Si le " non " l'emporte,
ce pourrait être un saut dans le vide pour le PS



Principaux extraits du Grand jury RTL - Le Monde - LCI consacré à François Hollande, premier secrétaire du Parti socialiste, le 21 novembre 2004
Propos recueillis par Ruth Elkrief (RTL), Gérard Courtois (Le Monde) et Pierre-Luc Séguillon (LCI).


 

Laurent Fabius se dit très optimiste pour la victoire du " non " au référendum socialiste sur l'Europe. L'êtes-vous également pour celle du " oui " ?
Je ne suis pas dans le pronostic.

Vous êtes donc pessimiste ?
Non. Je suis un combattant. J'ai fait ce choix du " oui " parce que c'était ma conviction. C'est un choix de cohérence et de vérité parce que ce traité est un bon traité. Au nom de quoi, à partir de quel calcul, de quelle anticipation aurais-je pu prendre une autre position que le " oui " ? Donc j'essaie de convaincre ; j'espère y parvenir.

Les tenants du " non " estiment que ce traité consacre une Europe libérale, aux antipodes de l'Europe sociale que souhaite le PS. Que leur répondez-vous ?
Mais où va-t-on chercher ça ? Ce texte est le plus social de tous les traités existants. Il inscrit la Charte des droits fondamentaux dans le traité constitutionnel.

La Charte, oui. Mais pas la troisième partie du traité...
Eh bien, parlons-en. Cette troisième partie, c'est la codification de tous les traités antérieurs. Qui était au gouvernement lorsqu'ils ont été négociés et conclus ? Pour l'Acte unique européen de 1986, qui a ouvert les règles de la concurrence, qui était premier ministre ?

Laurent Fabius...
Pour le traité de Maastricht de 1992, qui était premier secrétaire du PS à l'époque, pour demander, à juste titre, d'approuver ce traité ? Laurent Fabius. Et pour le traité de Nice, qui était premier ministre et ministre de l'économie ? Lionel Jospin et Laurent Fabius. Si l'Europe c'est le libéralisme, alors il faudrait que tel ou tel fasse son devoir, non pas d'inventaire, mais de dépôt de bilan politique. Si l'on refusait ce traité constitutionnel, on reviendrait à tout ce que l'on dénonce dans la construction européenne, sans les acquis. Ce qui serait quand même un comble.

En approuvant ce traité, ne risquez-vous pas de creuser un peu plus le fossé entre le PS et les classes populaires ?
Le rôle d'un dirigeant politique de gauche, ce n'est pas de suivre tous les mouvements d'humeur, d'enfourcher tous les phantasmes populistes.

C'est ce que fait M. Fabius ?
Je ne l'imagine pas. Ce que je demande, moi, c'est de convaincre les catégories populaires.

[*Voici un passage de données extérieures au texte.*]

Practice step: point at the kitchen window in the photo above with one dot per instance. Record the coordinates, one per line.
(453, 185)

Ce serait une faute historique de les séparer de l'Europe.

N'êtes-vous pas embarrassé d'appeler, une nouvelle fois, à voter comme Jacques Chirac ?
Je ne conseille pas à ceux qui voudraient utiliser cet argument de persévérer. Parce que si le " oui " sera accompagné, sans doute, par une partie de l'UMP et par l'UDF, par qui serait accompagné le "non", s'il devenait la position du PS ?

Que ferez-vous si le " non " l'emporte, le 1er décembre ?
Si le " oui " l'emporte, je sais ce qui se passe : nous continuons, avec les mêmes équipes et la majorité du congrès de Dijon, le travail engagé depuis deux ans et demi et qui nous a permis d'avoir des victoires électorales importantes.

Et si le " non " l'emporte ?
Si c'est le " non ", je ne sais pas, c'est l'inconnu. L'inconnu au sein du PS parce que cela pourrait être, effectivement, un saut dans le vide. Mais l'inconnu aussi au plan européen, car avec qui pourrait-on résoudre cette crise ? Je n'imagine pas Jacques Chirac négocier un traité plus à gauche. Pas davantage les gouvernements actuels de l'Europe, dont 18 sur 25 sont à droite. On sait qu'on aura une Europe en panne.

Dans ce cas, vous imaginez-vous rester premier secrétaire et défendre le " non " lors du référendum national en 2005 ?
J'ai posé une règle simple qui vaudra dans tous les cas de figure : mèneront campagne pour le référendum dans le pays ceux qui auront défendu la ligne choisie par les militants. Si le " non " l'emporte, ce sera à ceux qui ont défendu cette position dans le parti d'en convaincre les Français.